Using only streams, no threads, we can write your program as follows.
In the first stage you query all available users. This produces a stream of Vec<Post>
responses, since filter_map
discards any Nones returned by the function. Note that if this stream isn't productive (i.e. the function never returns Some) then the rest of the stream pipeline will block forever, which is something you would have to handle in real code:
// from the stream-flatten-iters package
use stream_flatten_iters::StreamExt as sfi_StreamExt;
#[tokio::main]
async fn main() {
let client = reqwest::Client::new();
let mut stream = pin!(futures::stream::iter((1..).step_by(1))
.filter_map(|i| {
let url = format!("https://jsonplaceholder.typicode.com/posts?userId={i}");
async {
let resp = (client.get(url).send().await).ok()?;
let parsed_resp = (resp.json::<Vec<Post>>().await).ok()?;
Option::Some(parsed_resp)
}
})
Next we implement your exit condition, when the users endpoint first returns an empty array, we terminate the stream:
.take_while(|r| {
future::ready(r.len() != 0)
})
Then we concurrently create another request.
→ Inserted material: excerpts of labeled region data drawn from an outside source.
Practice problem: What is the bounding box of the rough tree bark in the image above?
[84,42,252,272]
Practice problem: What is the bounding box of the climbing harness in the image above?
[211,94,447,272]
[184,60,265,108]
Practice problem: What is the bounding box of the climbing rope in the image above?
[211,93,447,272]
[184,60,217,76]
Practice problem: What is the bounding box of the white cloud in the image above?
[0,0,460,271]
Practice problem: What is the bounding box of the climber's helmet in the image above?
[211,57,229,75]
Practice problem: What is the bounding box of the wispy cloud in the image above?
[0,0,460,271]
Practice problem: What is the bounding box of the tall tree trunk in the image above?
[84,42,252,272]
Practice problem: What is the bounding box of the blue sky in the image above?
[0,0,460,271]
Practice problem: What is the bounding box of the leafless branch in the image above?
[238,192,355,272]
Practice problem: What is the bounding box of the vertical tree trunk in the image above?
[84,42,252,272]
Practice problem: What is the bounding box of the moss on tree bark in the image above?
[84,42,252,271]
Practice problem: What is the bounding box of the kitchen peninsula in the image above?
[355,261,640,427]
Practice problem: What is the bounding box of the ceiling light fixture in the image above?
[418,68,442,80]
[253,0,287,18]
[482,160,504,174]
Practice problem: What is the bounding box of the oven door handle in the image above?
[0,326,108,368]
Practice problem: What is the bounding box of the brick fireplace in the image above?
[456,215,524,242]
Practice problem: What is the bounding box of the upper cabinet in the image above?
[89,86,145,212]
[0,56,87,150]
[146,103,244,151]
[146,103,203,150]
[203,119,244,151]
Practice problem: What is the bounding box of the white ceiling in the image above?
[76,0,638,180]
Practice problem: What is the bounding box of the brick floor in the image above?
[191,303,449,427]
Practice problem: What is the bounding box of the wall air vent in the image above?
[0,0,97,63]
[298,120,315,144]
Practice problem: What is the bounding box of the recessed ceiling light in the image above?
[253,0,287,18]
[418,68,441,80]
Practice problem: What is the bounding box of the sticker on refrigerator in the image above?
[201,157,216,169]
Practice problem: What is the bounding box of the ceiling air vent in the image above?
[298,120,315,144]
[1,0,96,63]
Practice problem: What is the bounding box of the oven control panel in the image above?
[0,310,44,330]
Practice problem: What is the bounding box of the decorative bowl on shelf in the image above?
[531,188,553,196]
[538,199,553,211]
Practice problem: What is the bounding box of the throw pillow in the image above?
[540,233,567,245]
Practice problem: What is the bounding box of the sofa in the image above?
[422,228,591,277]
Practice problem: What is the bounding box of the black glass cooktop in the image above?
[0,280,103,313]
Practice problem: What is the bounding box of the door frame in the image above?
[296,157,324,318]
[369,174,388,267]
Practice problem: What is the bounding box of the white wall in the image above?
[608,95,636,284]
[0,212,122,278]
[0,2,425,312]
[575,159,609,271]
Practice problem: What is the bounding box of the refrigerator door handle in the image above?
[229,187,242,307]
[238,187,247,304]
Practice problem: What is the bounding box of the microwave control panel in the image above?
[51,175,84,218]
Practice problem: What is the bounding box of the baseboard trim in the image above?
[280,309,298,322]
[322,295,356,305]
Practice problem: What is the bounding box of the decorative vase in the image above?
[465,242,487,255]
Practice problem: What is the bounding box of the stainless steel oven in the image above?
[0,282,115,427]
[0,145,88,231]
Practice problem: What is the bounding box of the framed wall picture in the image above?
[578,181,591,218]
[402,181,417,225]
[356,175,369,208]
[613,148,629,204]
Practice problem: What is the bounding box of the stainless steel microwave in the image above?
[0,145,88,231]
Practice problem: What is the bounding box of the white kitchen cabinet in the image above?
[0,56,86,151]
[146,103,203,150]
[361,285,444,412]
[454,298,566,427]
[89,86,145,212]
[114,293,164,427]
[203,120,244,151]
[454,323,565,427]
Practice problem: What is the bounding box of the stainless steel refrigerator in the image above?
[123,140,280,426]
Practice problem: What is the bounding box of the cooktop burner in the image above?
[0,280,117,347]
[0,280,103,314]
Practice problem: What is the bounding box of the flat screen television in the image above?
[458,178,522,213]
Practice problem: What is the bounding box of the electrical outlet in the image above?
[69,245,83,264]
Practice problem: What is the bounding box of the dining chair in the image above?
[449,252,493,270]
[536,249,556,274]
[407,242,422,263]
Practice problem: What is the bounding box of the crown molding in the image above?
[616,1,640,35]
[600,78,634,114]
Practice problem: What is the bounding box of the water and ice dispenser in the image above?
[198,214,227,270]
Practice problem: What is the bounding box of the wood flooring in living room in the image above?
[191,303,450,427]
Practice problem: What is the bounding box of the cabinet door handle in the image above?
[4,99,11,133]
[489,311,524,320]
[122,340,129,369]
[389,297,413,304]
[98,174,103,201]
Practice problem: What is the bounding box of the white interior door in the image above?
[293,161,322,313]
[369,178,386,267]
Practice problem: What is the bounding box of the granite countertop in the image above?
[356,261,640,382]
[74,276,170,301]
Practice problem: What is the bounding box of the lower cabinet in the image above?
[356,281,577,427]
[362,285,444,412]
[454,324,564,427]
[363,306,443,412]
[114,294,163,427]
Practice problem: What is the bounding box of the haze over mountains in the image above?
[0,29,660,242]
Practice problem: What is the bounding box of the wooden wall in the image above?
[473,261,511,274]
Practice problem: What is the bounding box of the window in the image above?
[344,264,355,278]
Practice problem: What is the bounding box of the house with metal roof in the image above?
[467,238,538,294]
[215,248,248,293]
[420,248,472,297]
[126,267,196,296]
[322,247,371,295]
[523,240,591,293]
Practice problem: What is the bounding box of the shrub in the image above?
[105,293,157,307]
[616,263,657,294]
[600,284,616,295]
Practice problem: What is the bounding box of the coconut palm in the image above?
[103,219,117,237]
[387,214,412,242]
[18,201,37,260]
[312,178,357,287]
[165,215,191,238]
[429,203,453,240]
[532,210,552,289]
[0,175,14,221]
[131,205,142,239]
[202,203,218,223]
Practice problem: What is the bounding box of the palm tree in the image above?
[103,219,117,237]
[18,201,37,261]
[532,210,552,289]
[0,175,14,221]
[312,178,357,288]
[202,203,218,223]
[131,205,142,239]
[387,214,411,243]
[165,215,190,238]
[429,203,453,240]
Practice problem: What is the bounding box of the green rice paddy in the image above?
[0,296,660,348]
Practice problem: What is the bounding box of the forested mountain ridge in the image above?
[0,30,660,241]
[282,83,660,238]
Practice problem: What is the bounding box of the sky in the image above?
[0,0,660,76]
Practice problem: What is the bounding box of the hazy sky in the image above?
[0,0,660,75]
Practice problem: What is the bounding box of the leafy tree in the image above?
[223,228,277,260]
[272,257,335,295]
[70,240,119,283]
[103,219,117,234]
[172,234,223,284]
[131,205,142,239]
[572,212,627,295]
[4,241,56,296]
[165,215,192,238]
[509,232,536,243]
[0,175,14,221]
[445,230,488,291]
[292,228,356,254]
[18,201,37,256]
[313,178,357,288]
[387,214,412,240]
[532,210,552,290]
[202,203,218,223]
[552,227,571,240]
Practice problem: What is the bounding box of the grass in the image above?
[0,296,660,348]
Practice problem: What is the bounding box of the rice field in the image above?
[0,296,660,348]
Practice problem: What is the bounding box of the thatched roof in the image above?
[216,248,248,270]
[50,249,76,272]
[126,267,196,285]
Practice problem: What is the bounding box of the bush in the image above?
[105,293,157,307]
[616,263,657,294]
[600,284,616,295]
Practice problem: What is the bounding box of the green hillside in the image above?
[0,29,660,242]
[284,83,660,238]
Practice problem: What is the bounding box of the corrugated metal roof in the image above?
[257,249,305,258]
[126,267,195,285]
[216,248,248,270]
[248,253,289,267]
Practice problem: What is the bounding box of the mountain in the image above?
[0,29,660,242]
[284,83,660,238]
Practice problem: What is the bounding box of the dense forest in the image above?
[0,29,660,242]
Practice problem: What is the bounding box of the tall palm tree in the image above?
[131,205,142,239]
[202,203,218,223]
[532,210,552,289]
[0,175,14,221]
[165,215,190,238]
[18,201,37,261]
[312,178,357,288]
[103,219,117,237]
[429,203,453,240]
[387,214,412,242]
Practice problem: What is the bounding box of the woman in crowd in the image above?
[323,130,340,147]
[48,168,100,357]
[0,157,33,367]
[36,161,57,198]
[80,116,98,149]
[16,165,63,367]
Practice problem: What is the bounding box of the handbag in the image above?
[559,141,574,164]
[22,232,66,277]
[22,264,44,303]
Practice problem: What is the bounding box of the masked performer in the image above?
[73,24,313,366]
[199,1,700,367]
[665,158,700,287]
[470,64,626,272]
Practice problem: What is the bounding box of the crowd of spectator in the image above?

Note that this polls each created request (up to the limit passed into flat_map_ordered
) but does not introduce any parallelism. In other words, suppose you get 10 elements from the first request above - then flat_map_unordered
immediately invokes its function 10 times, saves the resulting 10 requests, and every time flat_map_unordered
is polled, it polls each of those requests and produces a value for any request which is completed. All this happens one one thread, there is no parallelism involved:
// first converts Stream<Vec<Post>> to Stream<Post>
.flatten_iters()
// creates a concurrent request for every Post
.flat_map_unordered(10, |p| {
let user_id = p.user_id.clone();
let client = client.clone();
Box::pin(
futures::stream::once(async move {
let url = format!("https://jsonplaceholder.typicode.com/users/{id}", id = user_id);
client
.get(url).send().await
.unwrap().json::<User>().await
}
))
}));
And finally we consume the stream in the body of main
:
// read from the user channel
while let Some(user) = stream.next().await {
println!("{:?}", user);
}
}
Your next step would be to profile this program in a real world scenario and determine if you have any performance bottlenecks. If you find any, you can parallelize that part of the code.